Just as we learned about the suicides of two niche celebrities, Celebrity chef Anthony Bourdain and designer Kate Spade, the news media is reporting a massive increase is self-homicide since 1999, over 25%. “Social isolation, lack of mental health treatment, drug and alcohol abuse and gun ownership are among the factors that contribute to suicide,” says the Times. All of that hasn’t increased 25% in less than two decades, however. What has changed?
This:
1. The decline of religion. In Christianity, for example, suicide is a sin, and if you believe in an after-life, a terribly short term solution. People don’t believe in eternal punishment for suicide any more.
2. The end of shame. Suicide was once considered shameful in this culture. For decades, however, suicide advocates have been promoting it not only as a right, but a reasonable option under certain circumstances. Never mind sin: the culture currently teaches that suicide isn’t even wrong.

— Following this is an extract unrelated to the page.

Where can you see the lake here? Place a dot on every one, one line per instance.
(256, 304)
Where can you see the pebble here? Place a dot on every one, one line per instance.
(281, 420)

3. Reinforced narcissism, selfishness, and cowardice. Suicide is a terrible act of aggression against loved ones and associates. As a member of a family that has suffered through three suicides, I have seen this up close. Suicides leave horrible emotional carnage in their wake. The essence of ethics, which is thinking about the impact of one’s conduct on others, has been gradually eroded in the culture through the dominance and influence of ethics corrupters.
4. Confused and contradictory cultural signals regarding death. Beginning with abortion, through assisted suicide laws in Oregon, our culture is sending strong messages that some people are better off dead. For the unsophisticated, the young and the gullible especially, this new cultural eddy makes suicide far more attractive than it used to be.
5. Celebrity suicides. In a culture that uses performing celebrities as role models, suicide becomes model conduct. Politicians rarely kill themselves, much as we might wish they would.
I don’t see any mystery at all. Suicide rates are increasing because our culture no longer sends the message that suicide is wrong.